SPECIES DESCRIPTION
OPHRYS SITIACA

Family:- ORCHIDACEAE

Common Names:- Sitia orchid

Synonyms:- None

Meaning:- Ophrys (L) Eye-brow, a name used by the Roman naturalist and
philosopher Pliny.
                 Sitiaca (L) From the area of Sitia E. Crete.

General description:- Small plants, delicate, often only around 7-20 cm high

Leaves:- Oval-shaped.

Flowers:- Inflorescence sparse with 1-4 (- 5) flowers. Sepals 8-16 mm, curved, with
backwards curling edges; varying from greenish to whitish in colour. Lateral sepals 
asymmetrical, with the mid-sepal bending over the column. Petals, smooth, flat and
convergent; green often with purple-brown edges; 6-11 mm. tops ragged, truncated,
with wavy margins. The lip is tri-lobed, flat and horizontal, measuring 10-16 x 8-15
mm. Sometimes slightly bent in the shape of a knee-joint. The tops of the lobes
vary from light brown to blackish-brown. The lateral lobes are divergent, triangular,
rounded and curved under the lip.
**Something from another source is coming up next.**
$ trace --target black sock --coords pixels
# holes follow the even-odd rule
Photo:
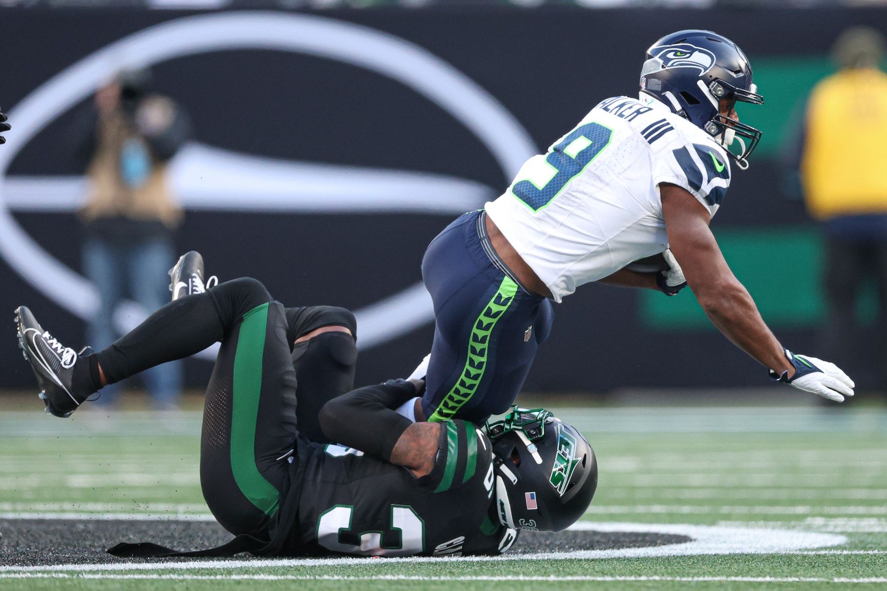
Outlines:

The mid-lobe is humped, rhomboid, and notched.
The blazon is shiny brown, often with blue high-lights, occasionally all blue. It is
spattered with white and bordered at the top with a design like a Greek omega
which is smooth, white, bluish or yellowish, with undefined edges. The stigmatic
cavity is yellowish measuring 3-4 x 3.5-4.5 mm. There is a slight slit at the base of
the lip in the shape of a “V”, which often extends into the blazon in a small groove.

Fruit:-

Key features:-

Habitat:- Grows widely in stony, limey ground among pine trees; in olive groves and
in dry open shrubby vegetation.

Distribution:- Endemic Crete and E. Aegean. Eastern and central Crete from sea
level to 700 m.

Flowering time:- Jan-Mar.

Photo by:- Julia Cross

                         FAMILY AND GENUS DESCRIPTIONS

ORCHIDACEAE

General description:- Perennial herbs with rhizomes, vertical stock or tuberous
roots, terrestrial, sometimes obtaining nutrition from decaying matter (saprophytic),
usually with symbiotic fungi in or on the roots (mycorrhiza).

Stems:- Sometimes swollen at base to form pseudobulbs.
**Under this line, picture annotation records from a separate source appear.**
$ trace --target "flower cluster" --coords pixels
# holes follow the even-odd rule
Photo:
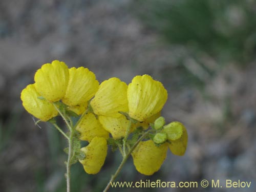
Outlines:
[[[130,148],[134,140],[150,125],[152,131],[148,137],[131,152],[138,171],[147,175],[157,171],[165,159],[168,147],[175,155],[185,153],[186,129],[178,122],[165,125],[164,119],[160,116],[167,98],[167,91],[160,82],[148,75],[135,76],[128,85],[116,77],[99,84],[88,69],[69,69],[64,62],[55,60],[37,70],[34,80],[21,93],[23,105],[29,113],[43,121],[58,115],[68,115],[68,111],[81,115],[72,129],[79,133],[79,139],[89,142],[80,149],[85,158],[79,160],[88,174],[100,170],[107,144],[111,143],[108,141],[111,139],[115,144]],[[127,140],[131,133],[134,137]],[[125,153],[125,150],[121,151]]]

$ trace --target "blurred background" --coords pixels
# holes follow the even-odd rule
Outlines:
[[[255,58],[253,0],[1,0],[0,191],[66,190],[66,141],[50,124],[35,126],[19,98],[55,59],[88,68],[100,81],[148,74],[167,90],[162,115],[186,125],[185,155],[168,152],[151,177],[130,158],[117,180],[240,179],[252,183],[239,191],[256,191]],[[110,151],[95,176],[75,164],[72,191],[101,191],[120,161]],[[191,189],[203,190],[133,191]]]

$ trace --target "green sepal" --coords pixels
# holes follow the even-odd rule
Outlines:
[[[76,154],[77,159],[79,160],[82,160],[86,157],[86,154],[82,151],[79,150]]]
[[[136,128],[135,131],[133,132],[132,139],[129,141],[129,144],[131,146],[133,146],[137,142],[140,135],[141,135],[142,133],[143,132],[143,129],[142,126],[139,126]]]
[[[164,132],[157,133],[153,138],[153,141],[156,144],[162,144],[167,140],[167,134]]]
[[[51,123],[52,124],[56,124],[56,119],[55,117],[53,117],[51,119],[48,120],[47,122],[49,122],[49,123]]]
[[[155,130],[155,125],[154,123],[150,123],[150,126],[153,129]]]
[[[80,149],[81,148],[81,143],[80,140],[74,137],[73,140],[73,154],[71,156],[70,164],[73,164],[76,163],[78,160],[78,158],[80,157]]]
[[[154,129],[157,130],[159,130],[162,129],[165,124],[165,120],[164,118],[162,116],[158,117],[157,119],[155,120]]]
Leaves:- Entire, spirally arranged or in two opposite rows, one on each side of the
stem (distichous), rarely subopposite, reduced to scales or sheaths in saprophytes.
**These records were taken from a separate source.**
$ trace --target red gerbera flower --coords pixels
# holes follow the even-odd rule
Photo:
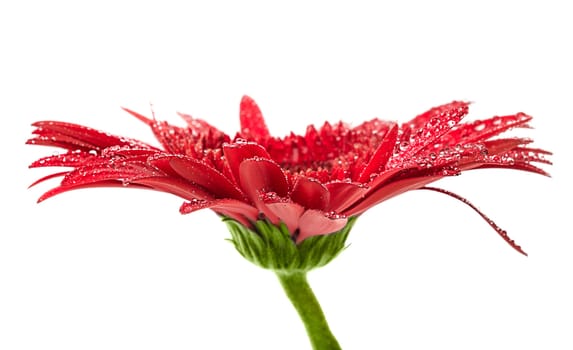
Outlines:
[[[528,147],[530,139],[496,138],[527,127],[530,116],[461,123],[468,105],[456,101],[435,107],[401,125],[379,119],[355,127],[326,122],[308,126],[304,135],[279,138],[270,135],[259,107],[245,96],[241,131],[234,138],[189,115],[181,115],[187,127],[177,127],[126,109],[151,127],[163,149],[56,121],[34,123],[35,137],[27,143],[67,150],[31,167],[72,168],[38,180],[35,184],[63,177],[39,201],[85,187],[149,188],[185,199],[184,214],[210,208],[248,227],[262,217],[282,222],[300,243],[339,231],[349,217],[409,190],[433,189],[462,199],[425,186],[465,170],[509,168],[547,175],[533,163],[549,163],[544,158],[549,152]]]
[[[313,349],[340,349],[306,272],[342,249],[356,217],[414,189],[450,195],[476,210],[513,248],[525,254],[493,221],[466,199],[428,184],[477,168],[547,173],[536,163],[550,153],[531,140],[498,137],[528,127],[518,113],[462,123],[468,103],[432,108],[404,124],[373,119],[309,126],[304,135],[270,135],[261,111],[241,101],[241,131],[233,138],[207,122],[181,115],[186,127],[127,110],[151,127],[163,148],[85,126],[34,123],[30,144],[67,150],[31,167],[68,167],[44,177],[62,177],[40,197],[86,187],[137,187],[183,199],[181,213],[210,208],[224,217],[237,250],[276,272],[301,316]]]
Flowers:- Inflorescence a spike or raceme. Flowers zygomorphic, the sepals,
petals and stamens apparently inserted higher than the ovary (epigynous), usually
hermaphrodite. Perianth-segments 6, in 2 whorls; median inner segment (labellum)
usually larger and of different shape from the others, usually directed downwards
owing to the ovary or the stem (pedicel) twisting through 180°, often with basal spur.
Anthers and stigma borne on a column formed from fused filaments and style;
stamens 1, rarely 2, with stalkless (sessile) or short-stalked (subsessile), 2-celled
(2-locular) anthers behind or at the summit of the column; pollen-grains single or in
tetrads, bound by elastic threads in packets (pollinia) which may be narrowed into a
sterile, stalk-like caudicle. Ovary inferior, 1-locular, with parietal placentation, rarely
3-locular; stigmas 3, all fertile, or with the median sterile and often consisting of a
beak-like process (rostellum) between the anthers and fertile stigmas; rostellum
often forming 1 or 2 viscid bodies (viscidia) to which the pollinia are attached;
viscidia sometimes enclosed in 1(2), simple or 2-lobed, membranous, pocket-like
outgrowths (bursicles) of the rostellum.

Fruit:- A capsule, splitting open to release the seeds (dehiscing) by 3 or 6
longitudinal slits; seeds numerous, minute, with undifferentiated embryo and no
endosperm.

OPHRYS

General description:- Tubers 2(-3), globose or ovoid, entire.

Leaves:- Usually in a basal rosette, sometimes also present on stem.

Flowers:- Perianth-segments more or less spreading (patent), unequal; outer
oblong or ovate, obtuse; inner lateral smaller, often hairy.The lowest petal (labellum)
entire to 3-lobed, often convex and pouch-like (gibbous), sometimes with an apical
appendage which is often deflexed, hairless (glabrous) or velvety (velutinous),
variably marked, with usually glabrous central area (speculum); spur absent.
Rostellum minute. Viscidia in 2 simple bursicles.

Key features:-
1) Labellum neither inflated nor slipper-shaped; with distinctively coloured and
shaped central area (speculum).

Many species of Ophrys can cross to produce hybrids, which are often fertile.